Walentynowicz’s firing helped transform what had originally been protests over rising bread prices into an all-out assault on the Soviet regime. The protestors did not seek a compromise with the Communist regime, but demanded recognition of their rights, including freedom of speech, freedom of religion, and dignified treatment of the workers. In many ways, the Solidarity movement stood for what the American Founding Fathers had defined as “unalienable rights.”

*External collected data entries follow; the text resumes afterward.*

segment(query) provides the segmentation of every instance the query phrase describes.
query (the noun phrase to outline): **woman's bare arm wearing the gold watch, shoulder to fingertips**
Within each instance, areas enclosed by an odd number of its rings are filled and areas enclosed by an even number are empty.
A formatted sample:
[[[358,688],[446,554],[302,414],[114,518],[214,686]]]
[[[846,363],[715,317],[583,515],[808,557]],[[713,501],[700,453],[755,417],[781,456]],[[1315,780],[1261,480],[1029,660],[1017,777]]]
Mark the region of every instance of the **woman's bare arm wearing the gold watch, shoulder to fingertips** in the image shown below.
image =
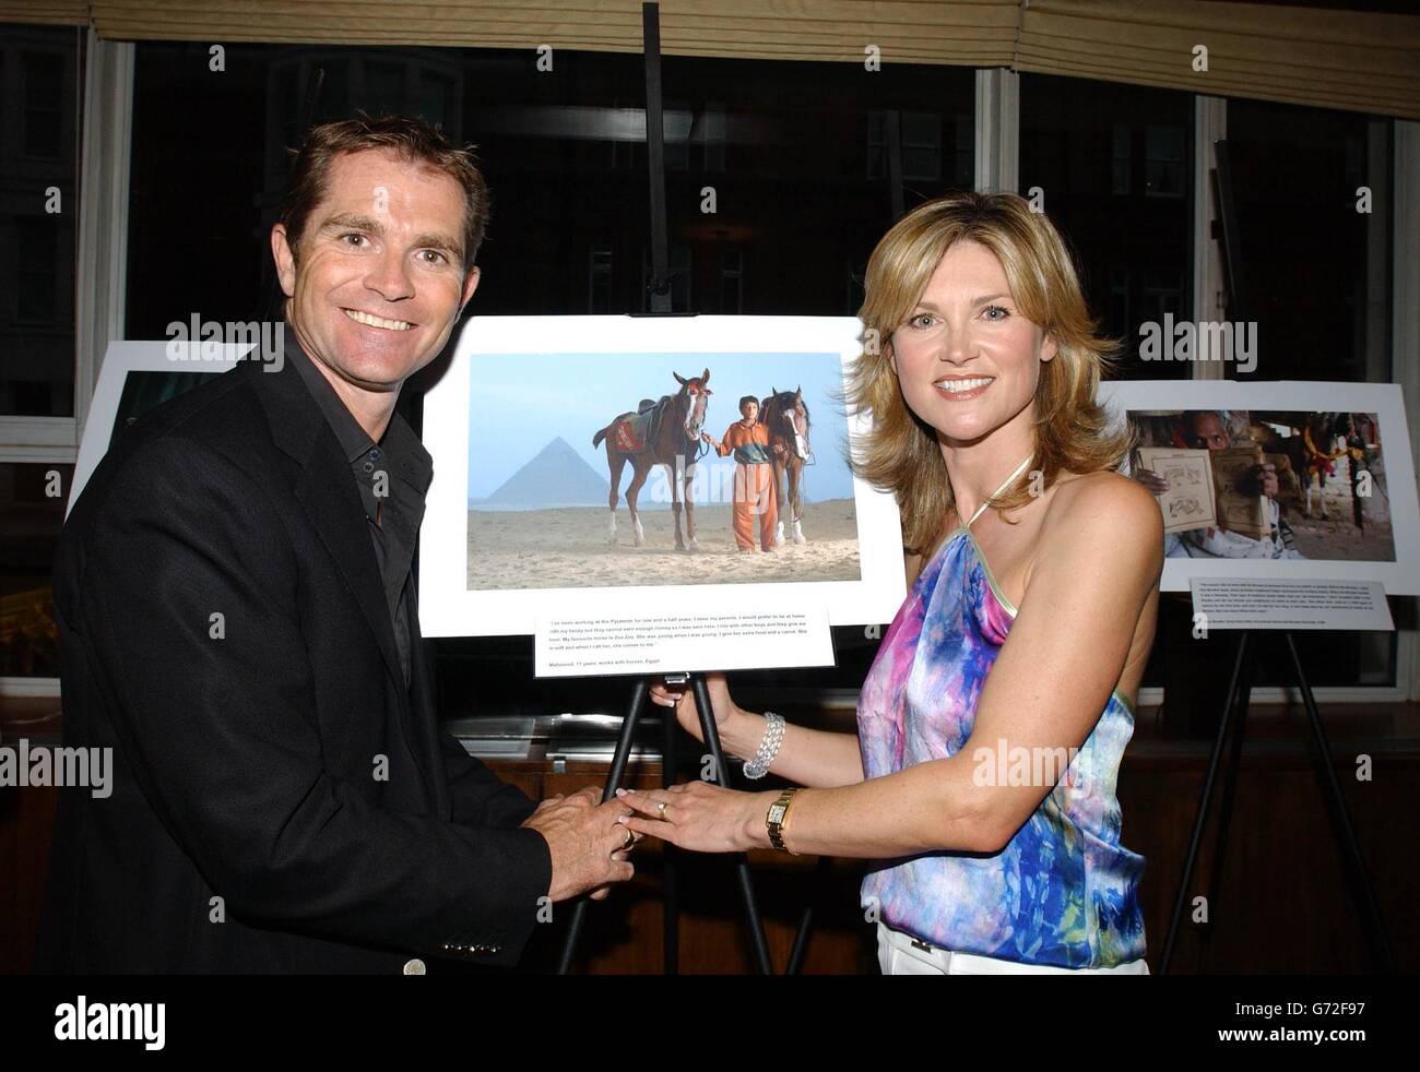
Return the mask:
[[[873,859],[998,852],[1058,781],[997,785],[998,757],[1025,748],[1049,760],[1089,737],[1157,586],[1162,530],[1153,497],[1125,477],[1059,486],[1027,598],[987,674],[963,748],[883,778],[799,792],[785,843],[794,852]],[[690,849],[761,848],[770,843],[764,814],[775,797],[703,782],[638,792],[626,802],[642,818],[628,825]],[[667,802],[669,822],[650,818],[659,801]]]

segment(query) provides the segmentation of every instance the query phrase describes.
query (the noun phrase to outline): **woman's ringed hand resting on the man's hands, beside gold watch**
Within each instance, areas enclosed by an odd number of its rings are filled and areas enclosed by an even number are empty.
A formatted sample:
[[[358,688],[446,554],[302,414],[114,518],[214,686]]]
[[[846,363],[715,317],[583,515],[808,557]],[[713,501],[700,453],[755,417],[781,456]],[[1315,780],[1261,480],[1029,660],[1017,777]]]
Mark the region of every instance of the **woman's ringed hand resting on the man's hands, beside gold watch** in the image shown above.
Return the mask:
[[[723,789],[710,782],[618,789],[616,799],[636,812],[618,822],[692,852],[744,852],[768,846],[764,816],[778,795]]]

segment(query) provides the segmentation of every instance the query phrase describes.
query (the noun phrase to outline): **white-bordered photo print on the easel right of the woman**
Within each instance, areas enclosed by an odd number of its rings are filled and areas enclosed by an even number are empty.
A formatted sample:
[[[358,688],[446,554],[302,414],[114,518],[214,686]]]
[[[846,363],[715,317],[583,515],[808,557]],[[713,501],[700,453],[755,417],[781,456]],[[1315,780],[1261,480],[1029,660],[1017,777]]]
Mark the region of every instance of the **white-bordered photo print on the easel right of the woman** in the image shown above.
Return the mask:
[[[1394,383],[1115,381],[1123,471],[1157,500],[1164,591],[1190,578],[1420,588],[1414,466]]]

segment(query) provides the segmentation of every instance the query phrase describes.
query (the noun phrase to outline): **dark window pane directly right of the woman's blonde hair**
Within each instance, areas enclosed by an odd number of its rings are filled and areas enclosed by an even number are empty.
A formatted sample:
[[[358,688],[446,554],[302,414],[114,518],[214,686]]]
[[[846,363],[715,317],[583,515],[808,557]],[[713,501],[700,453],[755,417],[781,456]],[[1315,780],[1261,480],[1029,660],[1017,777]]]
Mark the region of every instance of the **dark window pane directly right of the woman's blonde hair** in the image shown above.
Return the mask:
[[[1091,312],[1123,342],[1126,379],[1191,373],[1139,358],[1140,325],[1191,305],[1191,143],[1190,94],[1021,75],[1020,192],[1038,187],[1075,247]]]

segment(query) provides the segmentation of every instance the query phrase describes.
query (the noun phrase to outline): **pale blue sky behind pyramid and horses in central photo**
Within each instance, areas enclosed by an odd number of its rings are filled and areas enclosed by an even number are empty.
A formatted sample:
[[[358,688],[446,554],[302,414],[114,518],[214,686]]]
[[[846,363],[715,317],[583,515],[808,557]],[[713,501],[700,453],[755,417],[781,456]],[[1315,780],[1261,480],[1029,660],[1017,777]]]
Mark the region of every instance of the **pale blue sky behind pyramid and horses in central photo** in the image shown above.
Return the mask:
[[[812,423],[814,464],[805,470],[809,501],[849,498],[852,476],[842,459],[848,422],[831,392],[842,388],[838,354],[480,354],[473,358],[469,399],[469,498],[490,496],[561,436],[602,477],[605,446],[592,436],[643,398],[672,395],[710,368],[706,430],[721,439],[740,419],[743,395],[804,388]],[[709,457],[701,464],[710,461]],[[728,464],[731,460],[726,459]],[[630,483],[630,466],[622,490]]]

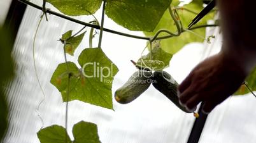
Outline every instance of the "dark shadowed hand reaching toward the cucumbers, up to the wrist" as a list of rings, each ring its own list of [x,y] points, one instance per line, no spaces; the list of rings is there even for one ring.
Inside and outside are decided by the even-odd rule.
[[[235,61],[220,52],[199,63],[178,87],[180,103],[194,111],[203,102],[203,112],[210,113],[245,80],[245,70]]]

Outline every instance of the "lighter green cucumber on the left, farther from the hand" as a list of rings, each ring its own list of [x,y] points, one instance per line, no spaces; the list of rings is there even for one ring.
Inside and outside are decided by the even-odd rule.
[[[132,74],[129,80],[115,92],[115,100],[121,104],[131,103],[148,87],[150,87],[152,72],[139,70]]]

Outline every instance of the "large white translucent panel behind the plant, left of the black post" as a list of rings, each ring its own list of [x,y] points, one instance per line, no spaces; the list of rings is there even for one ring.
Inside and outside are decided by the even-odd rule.
[[[48,4],[48,8],[50,7]],[[96,13],[100,19],[101,11]],[[42,124],[36,111],[40,101],[39,115],[43,119],[43,127],[50,125],[65,125],[65,106],[59,91],[50,84],[53,71],[59,63],[64,62],[62,44],[57,40],[68,30],[75,32],[82,28],[78,25],[53,15],[48,15],[39,27],[36,38],[35,59],[39,80],[46,97],[39,89],[33,66],[32,41],[41,11],[27,7],[20,30],[17,35],[13,56],[17,62],[17,77],[8,89],[10,103],[10,128],[4,142],[31,143],[39,142],[36,132]],[[90,22],[91,16],[76,17],[84,22]],[[130,32],[106,18],[105,26],[129,34],[143,35],[141,32]],[[87,31],[90,28],[86,28]],[[94,45],[97,45],[97,37]],[[88,35],[75,52],[68,56],[69,61],[77,63],[79,53],[89,47]],[[115,63],[119,72],[113,82],[113,92],[123,85],[136,71],[131,59],[137,60],[145,48],[146,41],[131,39],[120,35],[104,32],[102,48],[106,55]],[[209,50],[209,49],[208,49]],[[185,46],[175,54],[167,68],[171,75],[181,82],[188,72],[204,57],[208,51],[203,44],[195,43]],[[90,121],[98,125],[99,137],[103,143],[183,143],[187,142],[194,116],[176,108],[166,97],[152,86],[131,104],[121,105],[113,100],[115,111],[92,106],[80,101],[69,103],[68,133],[72,137],[71,128],[78,121]]]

There was also a religious component to Walentynowicz’s actions which undoubtedly played a role in the success of the Solidarity movement. Walentynowicz became a close friend of Pope John Paul II, whose portrait she helped place at the entrance to the Gdansk shipyard. It was Walentynowicz who, after several hours of battle with local government bureaucracy, won permission for Sunday masses in the shipyard. That unique service unified the city’s inhabitants that surrounded the shipyard and the workers behind the gate, paving the way for closer cooperation against the regime.

Despite her relatively low profile in history textbooks, Walentynowicz stands as one of the most important figures of the 20th century. Her courage helped pave the way for the fall of Communism in Poland and the rest of the Soviet Bloc. As the world reflects on the life and legacy of Gorbachev, people should also remember the bravery of individuals like Walentynowicz, who can continue to inspire us to this day.

Ben Solis is the pen name of an international affairs journalist, historian, and researcher.